Treasury Cash Grant Litigation
Treasury cash grant litigation is moving closer to resolution.
There are 20 pending lawsuits against the US Treasury Department by companies that put new renewable energy facilities in service after 2008 and chose to be paid 30% of the “basis” the companies had in the facilities in cash rather than claim tax credits. All of the companies received smaller cash payments than they applied for. The Treasury was authorized to make the payments under section 1603 of the American Recovery and Reinvestment Tax Act. Many renewable energy projects are financed in a way that lets the owner use the fair market value as his basis for calculating tax benefits (and, by extension, section 1603 payments in lieu of tax credits) rather than the cost to build the project. This has led to many disputes with Treasury about how to determine the value.
The government filed motions for summary judgment in eight of the pending cases in late May. A summary judgment motion is a request for the court to decide the cases based on legal briefs from both parties. The procedure is used in cases where the facts are not in dispute.
It should lead to decisions in at least some of the cases this year.
The oldest case has been pending since July 2012. All of the cases have been filed in the US Court of Federal Claims. One case filed earlier than July 2012 was withdrawn by the solar company that filed it after the government accused the company of fraud.
The remaining cases raise five significant issues.
Many of the suits challenge the Treasury’s cost-up approach to determining value. The Treasury has appeared to base some grant payments on what a project cost to build and then adding a profit margin that it considers reasonable.
At least two suits challenge whether part of what was paid for a utility-scale power project must be allocated to the power purchase agreement with a utility. Any amount allocated to the power contract would not qualify for a grant. The IRS ruled privately in 2012 that a power purchase agreement that can only be performed by supplying electricity from a specific project has no value separate from the project on the theory that the contract is like a tenant lease of a building.

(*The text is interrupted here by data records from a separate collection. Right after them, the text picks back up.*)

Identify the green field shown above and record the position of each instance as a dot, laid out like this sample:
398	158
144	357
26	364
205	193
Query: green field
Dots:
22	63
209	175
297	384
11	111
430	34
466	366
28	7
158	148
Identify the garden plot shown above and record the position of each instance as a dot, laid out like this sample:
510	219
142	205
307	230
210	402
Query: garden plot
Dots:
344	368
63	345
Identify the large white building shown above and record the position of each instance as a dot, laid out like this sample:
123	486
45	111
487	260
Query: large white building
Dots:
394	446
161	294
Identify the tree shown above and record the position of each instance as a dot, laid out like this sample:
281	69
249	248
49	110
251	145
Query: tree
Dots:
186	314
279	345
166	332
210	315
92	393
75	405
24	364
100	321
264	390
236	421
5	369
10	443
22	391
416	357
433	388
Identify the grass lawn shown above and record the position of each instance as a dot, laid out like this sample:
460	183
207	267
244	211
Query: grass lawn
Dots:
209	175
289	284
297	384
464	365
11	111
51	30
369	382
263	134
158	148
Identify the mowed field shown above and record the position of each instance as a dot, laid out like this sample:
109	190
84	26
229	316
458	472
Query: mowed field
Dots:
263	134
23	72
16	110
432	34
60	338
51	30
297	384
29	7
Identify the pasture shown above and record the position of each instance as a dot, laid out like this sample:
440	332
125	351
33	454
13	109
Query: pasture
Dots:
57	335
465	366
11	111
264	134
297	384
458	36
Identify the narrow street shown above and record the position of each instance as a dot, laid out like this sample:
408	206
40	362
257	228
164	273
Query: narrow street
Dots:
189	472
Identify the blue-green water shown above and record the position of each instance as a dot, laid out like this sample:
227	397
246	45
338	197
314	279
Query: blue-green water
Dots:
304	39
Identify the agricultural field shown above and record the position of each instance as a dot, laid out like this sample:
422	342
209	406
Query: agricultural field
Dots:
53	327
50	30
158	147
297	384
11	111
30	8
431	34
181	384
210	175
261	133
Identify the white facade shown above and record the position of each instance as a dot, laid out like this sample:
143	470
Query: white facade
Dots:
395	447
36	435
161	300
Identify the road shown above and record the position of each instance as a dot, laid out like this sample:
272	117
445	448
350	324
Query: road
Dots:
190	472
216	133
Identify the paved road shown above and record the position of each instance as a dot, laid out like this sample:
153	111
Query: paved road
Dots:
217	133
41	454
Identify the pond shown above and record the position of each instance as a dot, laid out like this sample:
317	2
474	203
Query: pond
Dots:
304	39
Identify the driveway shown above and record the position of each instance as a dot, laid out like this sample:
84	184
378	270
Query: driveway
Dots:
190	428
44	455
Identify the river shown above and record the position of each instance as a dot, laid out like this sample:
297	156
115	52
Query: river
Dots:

No one buying a building would allocate part of the purchase price to the tenant lease. The entire purchase price is treated as basis in the building. The IRS quickly thought better of applying the analogy to power contracts and withdrew the ruling.
The issue in at least one suit is whether the Treasury is required by law to accept what outside appraisers say is the fair market value of a project.
Other suits involving projects that were sold to bank leasing companies and leased back raise the issue whether part of what the bank leasing companies paid must be treated as purchase price for an intangible asset like going concern value rather than the power plant. Grants are not paid on intangible assets.
Finally, the latest suit, filed in mid-May, involved a 17.6-megawatt wind farm near the Anchorage, Alaska airport whose developer, Fire Island Wind, LLC, spent $5.3 million to dismantle an old navigational system and buy the air traffic controllers a new Doppler radar so that the developer could get clearance from the Federal Aviation Administration to put up its wind turbines. The developer treated the $5.3 million as a cost of the wind turbines. The Treasury would not let the amount be included in basis for calculating the cash grant on the project.
The statute of limitations to file suit against the Treasury is six years from when a company is notified its grant has been approved for payment. If the government starts losing some of the cases, other suits can be expected.
In a separate development, the IRS said in early June that companies may not claim an investment tax credit to make up for haircuts in grant amounts due to sequestration. Grants approved for payment through September this year are subject to a 7.2% haircut as part of a Congressional budget deal in 2012 to keep the federal government open. Sequestration will continue past September, but potentially at a different percentage. Some developers must have tried to claim tax credits for the shortfall. The IRS said this is not allowed. The tax basis the project owner uses to depreciate the project must be reduced by one half the grant. The IRS said the basis reduction is for half the actual grant paid — after sequestration. The IRS announcement is in Notice 2014-39.